An evaluation can study the increase in diagnostic precision that a system achieves as a function of time. Biosurveillance systems typically produce increasing levels of diagnostic precision over time because data with higher diagnostic value accumulate as a result of testing of individuals. An evaluator can study how the uncertainty about these measurements changes over time by using methods identical to those described in Chapter 20. Although this type of study has not yet been done, the analysis would involve the use of ROC curve analysis generalized to four dimensions (sensitivity, specificity, time, and diagnostic precision).
The purpose of a biosurveillance system is not limited to detection of cases and outbreaks. Outbreak characterization is an equally important function and involves identifying the set of affected individuals, the geographic scope, biologic agent, and other characteristics of an outbreak.
As suggested by the riveting descriptions of outbreak investigations in Chapter 2, biosurveillance systems have been collecting and analyzing data to elucidate all of the aforementioned characteristics for many decades, albeit in a highly labor-intensive manner involving paper forms and "shoe-leather" epidemiology. Despite the informality of many current systems, evaluators can measure the time during the outbreak when each of these characteristics was elucidated (Dato et al., 2001, 2004; Ashford et al., 2003).
As automation results in biosurveillance systems that are more formal and, therefore, more amenable to modeling, evaluators will be able to apply the methods described in Chapter 20 to measure the sensitivity, specificity, and timeliness at which these characteristics are elucidated.
We use the term time latencies to refer to the time delays between individual steps in the processing of information by a biosurveillance system. For computerized functions, an evalu-ator can use the timestamps associated with data (when they were recorded, received or transmitted) to measure time latencies between steps. For example, the timestamp of an emergency department registration and the timestamp of receipt by the biosurveillance system of that registration can be used to measure the delay from when information first became available about a patient in electronic form to its receipt by a biosurveillance organization. For manual functions of the system, time-motion studies may be required, unless the processing of information involved routine time or date stamping.

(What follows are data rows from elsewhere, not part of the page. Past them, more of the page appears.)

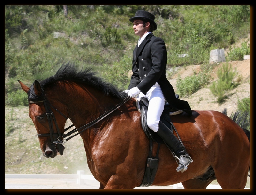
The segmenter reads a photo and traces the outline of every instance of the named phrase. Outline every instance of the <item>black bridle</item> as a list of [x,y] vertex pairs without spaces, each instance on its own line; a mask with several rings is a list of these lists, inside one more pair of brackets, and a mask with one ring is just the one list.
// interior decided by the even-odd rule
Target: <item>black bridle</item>
[[[106,112],[95,120],[87,124],[86,124],[82,127],[81,127],[78,129],[75,128],[66,134],[64,134],[64,133],[61,134],[60,133],[59,129],[59,127],[58,127],[58,125],[57,124],[56,118],[55,118],[55,117],[54,115],[54,113],[52,111],[51,107],[53,109],[59,113],[62,116],[65,118],[66,120],[67,120],[68,118],[68,117],[67,117],[66,116],[63,114],[57,109],[56,109],[52,105],[50,104],[50,102],[48,101],[47,101],[46,99],[45,99],[44,100],[38,101],[29,101],[28,102],[30,103],[39,103],[43,102],[44,105],[44,107],[45,107],[45,110],[46,112],[46,116],[47,117],[47,120],[48,121],[48,124],[50,129],[50,133],[41,134],[38,134],[38,137],[46,137],[47,136],[50,136],[50,138],[51,139],[51,144],[64,144],[66,142],[72,137],[73,137],[76,136],[77,136],[77,135],[81,133],[87,129],[88,128],[89,128],[93,125],[94,125],[107,117],[107,116],[117,109],[122,105],[124,104],[128,100],[130,99],[131,98],[131,97],[129,97],[129,96],[128,96],[119,104],[117,104],[116,106],[112,108],[110,110],[109,110],[107,112]],[[56,128],[57,129],[57,130],[58,132],[57,133],[54,133],[54,130],[53,129],[53,121],[54,122],[54,123],[55,124],[55,125],[56,127]],[[67,130],[70,129],[71,127],[73,126],[74,126],[74,124],[73,124],[67,127],[67,128],[65,129],[64,130],[64,132]],[[71,136],[72,134],[76,132],[79,131],[80,131],[77,133],[76,134],[72,135],[70,137],[67,138],[65,139],[64,139],[64,138],[67,138],[68,136]],[[58,138],[56,140],[56,141],[53,141],[53,136],[58,136]]]

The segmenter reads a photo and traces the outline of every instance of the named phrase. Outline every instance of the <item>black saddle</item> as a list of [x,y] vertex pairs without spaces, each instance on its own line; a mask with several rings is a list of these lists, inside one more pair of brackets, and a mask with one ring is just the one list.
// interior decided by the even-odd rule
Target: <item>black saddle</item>
[[[176,98],[178,98],[179,96],[176,95]],[[139,102],[140,108],[141,116],[141,124],[145,133],[149,138],[150,137],[154,141],[159,144],[164,144],[163,139],[158,135],[151,130],[147,124],[147,115],[148,108],[148,100],[146,98],[141,98]],[[168,103],[166,103],[164,106],[163,113],[160,117],[160,120],[169,129],[173,132],[173,125],[170,119],[170,112],[175,112],[180,110],[173,108]]]

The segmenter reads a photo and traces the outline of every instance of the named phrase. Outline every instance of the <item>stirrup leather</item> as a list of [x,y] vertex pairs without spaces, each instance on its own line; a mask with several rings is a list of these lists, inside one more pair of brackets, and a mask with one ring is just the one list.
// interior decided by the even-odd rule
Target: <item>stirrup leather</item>
[[[180,157],[186,157],[187,159],[188,159],[189,160],[189,161],[188,161],[188,164],[187,164],[186,166],[185,166],[185,165],[183,163],[183,162],[182,162],[180,160],[179,158],[178,157],[177,157],[177,156],[175,156],[175,157],[179,160],[179,164],[178,164],[179,165],[180,164],[181,164],[181,165],[183,166],[183,168],[182,169],[181,169],[180,171],[177,170],[177,172],[181,171],[181,173],[183,173],[183,172],[185,171],[186,171],[188,169],[187,166],[189,165],[190,164],[190,163],[192,163],[193,161],[191,157],[188,154],[184,154],[184,155],[181,155]],[[180,166],[180,165],[179,165],[179,166]],[[178,166],[178,167],[179,167]]]

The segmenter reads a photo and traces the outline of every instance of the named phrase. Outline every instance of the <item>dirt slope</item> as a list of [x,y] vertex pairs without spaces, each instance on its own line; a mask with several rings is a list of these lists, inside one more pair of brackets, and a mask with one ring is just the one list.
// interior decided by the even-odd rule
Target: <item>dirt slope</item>
[[[219,63],[213,69],[211,74],[212,80],[208,86],[201,89],[187,98],[181,98],[181,99],[187,101],[191,108],[194,110],[215,110],[222,112],[224,108],[227,109],[227,114],[229,116],[232,112],[236,111],[237,108],[237,100],[250,97],[250,59],[240,61],[233,61],[228,62],[231,64],[234,71],[236,69],[238,75],[242,77],[241,84],[238,87],[230,91],[233,94],[223,103],[219,104],[217,102],[217,98],[211,92],[209,87],[212,84],[212,82],[216,81],[217,76],[216,74],[218,68],[223,65],[223,62]],[[181,67],[177,73],[170,80],[175,91],[176,84],[179,75],[182,79],[192,75],[194,72],[200,71],[200,65],[188,66],[185,68]]]

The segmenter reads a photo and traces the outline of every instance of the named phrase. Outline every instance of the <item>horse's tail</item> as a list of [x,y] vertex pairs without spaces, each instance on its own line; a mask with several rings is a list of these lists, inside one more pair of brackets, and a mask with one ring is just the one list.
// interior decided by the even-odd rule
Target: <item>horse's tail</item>
[[[225,115],[227,115],[227,109],[225,108],[222,112]],[[234,114],[233,113],[230,117],[233,121],[238,124],[242,129],[244,131],[250,143],[251,143],[251,132],[248,130],[246,128],[248,126],[249,123],[250,123],[250,117],[249,116],[248,113],[247,112],[241,113],[241,112],[236,112]],[[248,118],[249,119],[248,119]],[[250,167],[249,168],[248,176],[251,177],[251,164],[250,164]]]

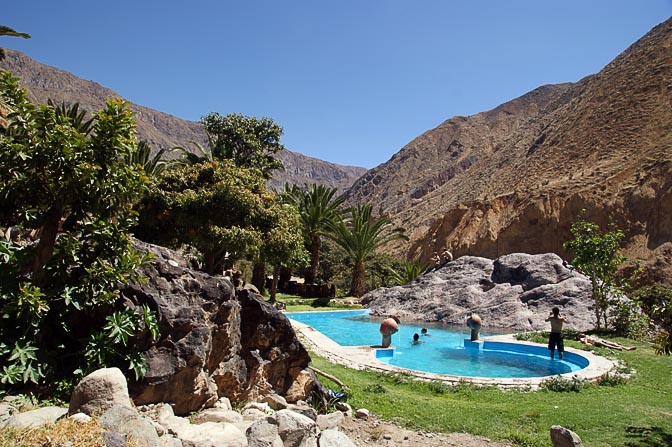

Note that the earlier CDC workgroup defined timeliness as "the speed between steps in a public health surveillance system" (CDC, 2001), whereas the other workgroup defined timeliness of outbreak detection as "the time lapse from the exposure to disease agent to the initiation of a public health intervention" (Buehler et al., 2004).
The design of modern information systems involves a process of functional requirements definition that precedes implementation (discussed in Chapter 4). During this process, a system analyst works with future users of the system to define their needs and then develops system specifications. An eval-uator can compare the actual functions of a system against the prespecified requirements.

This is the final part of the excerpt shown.